Kenneth Ramone Dearborn, II v. State
420 S.W.3d 366
| Tex. App. | 2014Background
- Appellant Kenneth Dearborn was convicted in a bench trial of aggravated assault (shot complainant through front door) and unlawful possession of a firearm by a felon; sentenced to 25 and 10 years respectively.
- Facts: complainant (Richard Mitchell) returned unexpectedly to his house where his wife, Danielle Jones‑Mitchell, had been cohabiting with appellant; complainant and wife drove back from Louisiana; upon arrival Jones‑Mitchell began unlocking the door and appellant fired a shotgun through the door, wounding complainant.
- Appellant gave a videotaped statement saying he was scared, moved a shotgun near the door, and that the weapon discharged accidentally after he heard tapping/keys; he did not testify at trial; wife did not testify.
- State’s firearm expert testified the shotgun required a direct trigger pull (5.5–6 lbs) and was unlikely to fire accidentally; trial court as finder of fact rejected appellant’s defensive theories.
- Appellant argued on appeal that justification (self‑defense/defense of others/defense of habitation) and necessity were fairly raised and that the State failed to disprove them; he also challenged sufficiency of the evidence.
- Court held the evidence did not fairly raise justification for aggravated kidnapping, burglary, or defense against deadly force; evidence was sufficient to support convictions and rejection of defenses; affirmed.
Issues
| Issue | Appellant's Argument | State's Argument | Held |
|---|---|---|---|
| Whether the trial court’s failure to apply/consider justification entitles appellant to reversal/new trial | Justification (self‑defense, defense of others/habitation, prevention of aggravated kidnapping/burglary) was fairly raised and court’s failure to apply it caused egregious harm | Evidence did not fairly raise justification; trial court (bench) is presumed to have applied law correctly; no reversible error | Held against Dearborn — justification not fairly raised; no egregious harm; no reversal |
| Sufficiency of evidence for aggravated assault | Appellant says justification/accident/necessity negate criminal culpability so State didn’t disprove beyond reasonable doubt | State points to undisputed shooting, expert testimony undermining accidental discharge, and factfinder’s credibility findings | Held: Evidence sufficient to prove aggravated assault and reject justification/accident as credited by factfinder |
| Sufficiency of evidence for unlawful possession by a felon | Appellant contends justification/necessity apply to possession charge (and he raised necessity) | State notes undisputed prior felony, possession within five years of release, and factfinder could reject necessity/justification | Held: Evidence sufficient for unlawful possession; necessity and justification not established |
| Whether trial court impermissibly relied on duty to retreat when rejecting defense | Appellant points to court’s punishment‑phase remark about leaving instead of arming himself | State notes remark occurred at punishment phase where broader matters are considered and presumption of regularity; factfinder could consider failure to leave but did not indicate duty to retreat affected guilt finding | Held: No reversible error; appellant failed to overcome presumption of regularity |
Key Cases Cited
- Brooks v.

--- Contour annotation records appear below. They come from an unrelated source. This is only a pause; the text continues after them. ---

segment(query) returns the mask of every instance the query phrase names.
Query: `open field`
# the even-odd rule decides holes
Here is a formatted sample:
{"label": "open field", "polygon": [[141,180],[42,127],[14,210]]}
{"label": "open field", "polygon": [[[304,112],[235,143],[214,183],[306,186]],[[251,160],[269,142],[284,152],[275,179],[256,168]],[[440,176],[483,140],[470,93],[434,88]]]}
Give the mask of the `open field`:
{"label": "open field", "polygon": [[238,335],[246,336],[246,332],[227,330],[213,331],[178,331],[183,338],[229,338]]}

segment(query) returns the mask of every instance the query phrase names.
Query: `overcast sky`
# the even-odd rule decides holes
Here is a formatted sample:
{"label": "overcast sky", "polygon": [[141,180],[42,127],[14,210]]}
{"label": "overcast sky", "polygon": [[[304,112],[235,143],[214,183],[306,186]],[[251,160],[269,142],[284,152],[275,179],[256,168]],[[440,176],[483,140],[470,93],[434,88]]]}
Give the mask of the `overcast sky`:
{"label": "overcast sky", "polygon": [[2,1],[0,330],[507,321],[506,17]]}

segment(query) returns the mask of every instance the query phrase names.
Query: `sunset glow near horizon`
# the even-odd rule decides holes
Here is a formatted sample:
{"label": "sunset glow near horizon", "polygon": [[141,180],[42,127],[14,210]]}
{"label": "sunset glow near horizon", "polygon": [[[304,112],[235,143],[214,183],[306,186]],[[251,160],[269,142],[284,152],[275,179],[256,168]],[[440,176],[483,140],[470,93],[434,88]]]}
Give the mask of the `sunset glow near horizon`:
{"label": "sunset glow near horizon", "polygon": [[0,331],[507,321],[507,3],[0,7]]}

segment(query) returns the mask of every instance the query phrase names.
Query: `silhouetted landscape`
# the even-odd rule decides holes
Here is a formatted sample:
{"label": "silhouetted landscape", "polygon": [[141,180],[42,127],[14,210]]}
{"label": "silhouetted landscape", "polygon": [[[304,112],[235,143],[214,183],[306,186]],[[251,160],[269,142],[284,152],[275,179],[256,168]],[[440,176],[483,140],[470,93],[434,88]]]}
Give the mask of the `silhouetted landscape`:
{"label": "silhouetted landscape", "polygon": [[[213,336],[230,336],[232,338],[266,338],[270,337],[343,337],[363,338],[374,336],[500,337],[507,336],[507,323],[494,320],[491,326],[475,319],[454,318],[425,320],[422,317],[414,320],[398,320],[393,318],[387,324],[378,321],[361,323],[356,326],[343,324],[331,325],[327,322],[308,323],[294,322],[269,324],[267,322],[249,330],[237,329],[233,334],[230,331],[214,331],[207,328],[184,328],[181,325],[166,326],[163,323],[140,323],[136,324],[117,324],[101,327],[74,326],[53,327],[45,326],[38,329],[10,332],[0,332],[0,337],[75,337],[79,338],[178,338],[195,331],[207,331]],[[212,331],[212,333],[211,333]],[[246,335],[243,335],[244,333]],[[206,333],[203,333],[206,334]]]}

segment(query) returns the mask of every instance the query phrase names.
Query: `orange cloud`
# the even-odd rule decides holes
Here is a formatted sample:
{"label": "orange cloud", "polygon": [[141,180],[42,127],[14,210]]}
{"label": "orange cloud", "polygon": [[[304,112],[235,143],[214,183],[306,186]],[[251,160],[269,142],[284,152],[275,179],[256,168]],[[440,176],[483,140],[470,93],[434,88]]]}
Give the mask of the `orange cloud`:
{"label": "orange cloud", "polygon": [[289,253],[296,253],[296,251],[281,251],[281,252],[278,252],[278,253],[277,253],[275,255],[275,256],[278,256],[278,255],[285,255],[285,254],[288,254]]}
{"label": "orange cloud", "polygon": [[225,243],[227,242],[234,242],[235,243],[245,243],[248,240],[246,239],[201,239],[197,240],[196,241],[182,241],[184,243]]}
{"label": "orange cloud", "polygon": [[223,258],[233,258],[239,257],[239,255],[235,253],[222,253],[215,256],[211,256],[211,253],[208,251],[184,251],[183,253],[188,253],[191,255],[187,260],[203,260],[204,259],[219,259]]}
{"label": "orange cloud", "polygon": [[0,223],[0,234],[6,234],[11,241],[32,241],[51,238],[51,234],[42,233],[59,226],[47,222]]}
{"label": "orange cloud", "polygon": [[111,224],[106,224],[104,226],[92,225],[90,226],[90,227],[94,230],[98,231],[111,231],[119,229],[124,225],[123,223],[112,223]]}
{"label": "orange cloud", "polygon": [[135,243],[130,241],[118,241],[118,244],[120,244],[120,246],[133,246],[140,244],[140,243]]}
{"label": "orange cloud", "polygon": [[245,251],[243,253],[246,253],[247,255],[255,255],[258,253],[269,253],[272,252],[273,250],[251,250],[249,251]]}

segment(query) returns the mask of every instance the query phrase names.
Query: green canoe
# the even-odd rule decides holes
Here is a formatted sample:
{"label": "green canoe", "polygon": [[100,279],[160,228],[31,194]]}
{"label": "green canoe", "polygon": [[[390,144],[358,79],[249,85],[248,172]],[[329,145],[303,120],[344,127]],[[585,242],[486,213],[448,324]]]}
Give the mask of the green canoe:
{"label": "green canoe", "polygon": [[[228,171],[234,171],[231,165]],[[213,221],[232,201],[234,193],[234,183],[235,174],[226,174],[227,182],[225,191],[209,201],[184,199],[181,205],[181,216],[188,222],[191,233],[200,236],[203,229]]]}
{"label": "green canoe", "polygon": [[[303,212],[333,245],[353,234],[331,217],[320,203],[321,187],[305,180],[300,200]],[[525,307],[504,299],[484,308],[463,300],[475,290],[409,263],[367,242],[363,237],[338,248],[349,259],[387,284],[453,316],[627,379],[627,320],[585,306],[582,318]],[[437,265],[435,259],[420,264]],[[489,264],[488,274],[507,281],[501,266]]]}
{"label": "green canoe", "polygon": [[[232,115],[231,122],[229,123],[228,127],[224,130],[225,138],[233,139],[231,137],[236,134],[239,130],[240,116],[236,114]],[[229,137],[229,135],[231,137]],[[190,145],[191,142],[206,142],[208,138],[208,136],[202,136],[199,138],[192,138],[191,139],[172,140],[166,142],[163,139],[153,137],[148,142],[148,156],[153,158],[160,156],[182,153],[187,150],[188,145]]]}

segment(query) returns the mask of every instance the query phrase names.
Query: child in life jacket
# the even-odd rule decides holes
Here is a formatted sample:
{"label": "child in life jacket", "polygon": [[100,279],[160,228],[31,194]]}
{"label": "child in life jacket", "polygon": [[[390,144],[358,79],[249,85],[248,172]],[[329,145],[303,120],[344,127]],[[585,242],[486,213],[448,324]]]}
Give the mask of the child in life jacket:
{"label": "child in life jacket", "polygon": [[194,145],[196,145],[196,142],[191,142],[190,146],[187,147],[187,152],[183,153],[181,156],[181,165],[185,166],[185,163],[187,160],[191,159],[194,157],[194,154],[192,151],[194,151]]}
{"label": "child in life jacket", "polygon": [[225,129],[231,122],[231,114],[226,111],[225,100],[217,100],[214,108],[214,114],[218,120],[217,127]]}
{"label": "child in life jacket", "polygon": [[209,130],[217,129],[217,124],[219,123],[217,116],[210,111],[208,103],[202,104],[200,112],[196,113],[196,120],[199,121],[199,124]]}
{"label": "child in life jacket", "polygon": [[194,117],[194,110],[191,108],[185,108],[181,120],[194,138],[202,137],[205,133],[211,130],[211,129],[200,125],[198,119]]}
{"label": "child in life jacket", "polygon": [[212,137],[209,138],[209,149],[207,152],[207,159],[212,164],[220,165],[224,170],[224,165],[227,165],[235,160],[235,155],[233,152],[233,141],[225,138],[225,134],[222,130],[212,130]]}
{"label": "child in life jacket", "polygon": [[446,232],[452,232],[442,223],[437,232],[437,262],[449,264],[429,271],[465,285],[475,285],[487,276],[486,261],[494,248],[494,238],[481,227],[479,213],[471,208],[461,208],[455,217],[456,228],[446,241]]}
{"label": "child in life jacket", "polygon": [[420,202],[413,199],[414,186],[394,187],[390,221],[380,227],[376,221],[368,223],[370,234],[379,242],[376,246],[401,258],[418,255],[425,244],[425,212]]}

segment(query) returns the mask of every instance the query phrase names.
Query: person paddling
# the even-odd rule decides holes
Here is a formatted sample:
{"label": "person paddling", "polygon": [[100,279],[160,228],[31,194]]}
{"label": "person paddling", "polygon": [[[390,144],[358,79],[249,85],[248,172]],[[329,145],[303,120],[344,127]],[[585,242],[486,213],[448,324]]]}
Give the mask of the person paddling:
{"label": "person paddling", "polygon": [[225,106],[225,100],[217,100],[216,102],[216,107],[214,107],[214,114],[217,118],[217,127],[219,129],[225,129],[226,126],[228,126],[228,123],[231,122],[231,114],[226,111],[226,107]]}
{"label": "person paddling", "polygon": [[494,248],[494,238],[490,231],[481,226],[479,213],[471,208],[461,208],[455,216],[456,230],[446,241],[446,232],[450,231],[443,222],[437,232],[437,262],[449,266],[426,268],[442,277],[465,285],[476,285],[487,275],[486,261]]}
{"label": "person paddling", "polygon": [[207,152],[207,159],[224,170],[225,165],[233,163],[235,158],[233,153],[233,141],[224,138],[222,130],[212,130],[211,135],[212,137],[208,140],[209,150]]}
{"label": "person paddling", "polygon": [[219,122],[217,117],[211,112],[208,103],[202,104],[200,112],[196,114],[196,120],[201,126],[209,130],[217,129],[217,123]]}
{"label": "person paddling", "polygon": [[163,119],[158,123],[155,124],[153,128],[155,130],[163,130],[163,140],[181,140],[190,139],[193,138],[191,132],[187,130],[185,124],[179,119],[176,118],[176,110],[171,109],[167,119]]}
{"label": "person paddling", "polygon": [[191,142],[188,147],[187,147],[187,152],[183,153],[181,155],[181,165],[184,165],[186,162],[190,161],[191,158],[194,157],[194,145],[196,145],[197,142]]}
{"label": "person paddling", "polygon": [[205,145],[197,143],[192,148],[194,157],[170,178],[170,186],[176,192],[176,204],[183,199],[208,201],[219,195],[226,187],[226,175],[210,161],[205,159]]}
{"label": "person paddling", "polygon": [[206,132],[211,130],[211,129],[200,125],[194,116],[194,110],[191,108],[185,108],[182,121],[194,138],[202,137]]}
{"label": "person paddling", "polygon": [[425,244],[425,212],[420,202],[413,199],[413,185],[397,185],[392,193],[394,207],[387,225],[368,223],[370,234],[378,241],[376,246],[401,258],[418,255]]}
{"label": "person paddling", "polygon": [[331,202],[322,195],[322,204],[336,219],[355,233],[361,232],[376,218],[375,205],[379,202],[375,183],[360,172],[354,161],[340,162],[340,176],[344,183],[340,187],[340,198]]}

State, 323 S.W.3d 893 (Tex. Crim. App. 2010) (standard for reviewing sufficiency of evidence)
- Saxton v. State, 804 S.W.2d 910 (Tex. Crim. App. 1991) (trier of fact may reject self‑defense; appellate review of sufficiency considering defensive evidence)
- Vasquez v. State, 830 S.W.2d 948 (Tex. Crim. App. 1992) (discussing applicability of Chapter 9 defenses to possession offenses)
- Zuliani v. State, 97 S.W.3d 589 (Tex. Crim. App. 2003) (defendant’s initial burden to produce evidence raising defensive theory)
- Ferrel v. State, 55 S.W.3d 586 (Tex. Crim. App. 2001) (in jury trials, requested justification instruction must be given if fairly raised)
- Ex Parte Wilson, 716 S.W.2d 953 (Tex. Crim. App. 1986) (presumption of regularity of judgment and proceedings)
- Denman v. State, 193 S.W.3d 129 (Tex. App.—Houston [1st Dist.] 2006) (defendant’s statement alone does not conclusively prove self‑defense)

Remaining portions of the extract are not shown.